The way the Department for Work and Pensions (DWP) has treated disabled people in the last 15 years “will go down in history as a terrible and inexcusable crime”, MPs were told this week during a debate on the new government’s budget.

Independent MP Apsana Begum told fellow MP’s during a debate on the Labour government’s budget that there was “extensive evidence about the serious harm caused to people subjected to dehumanising assessments and sanctions, including reports of deaths (as highlighted in John Pring’s book ‘The Department’) directly related to the social security regime”.
She called for a “long-term overhaul of the social security system”, which she said was “not fit for purpose”.
Begum was not the only MP to refer to the impact of the last government’s welfare reforms on disabled people.
Labour’s Emily Darlington, MP for Milton Keynes Central, reminded MPs on Monday that under previous Conservative governments, disabled people had taken their own lives due to welfare reform.
She said that 14 years of “failure” had also led to “three million people using food banks, more than 700,000 children plunged into poverty, mortgage costs nearly doubled, the worst pay rises since the 1950s… mental health worse than at any time on record, more people sleeping rough and more families without their own home”.
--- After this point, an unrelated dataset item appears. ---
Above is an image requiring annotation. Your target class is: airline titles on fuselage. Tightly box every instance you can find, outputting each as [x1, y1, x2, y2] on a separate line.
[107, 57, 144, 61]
She said the Conservative party continued “to deny, to justify and to refuse to apologise to those people right across the country and in my constituency”.
You can read the full story in the Disability News Service article by John Pring
Description of cartoon for those using screen reading software
The setting is the Crown Court with all of the Tory MP’s who have been associated with DWP benefit changes crammed into the dock. On the floor in front of the judge and the jury are copies of Disability News Service. They each bare a headline telling of Tory and DWP complicity in subjecting disabled claimants to dehuminising assessments, sometimes leading to their deaths. Members of the jury are pointing at the ‘the accused’ with angry expressions. The judge is saying to them: “I think you’ll find that guilty is sufficient – rather than HANG THE TORY BASTARDS!!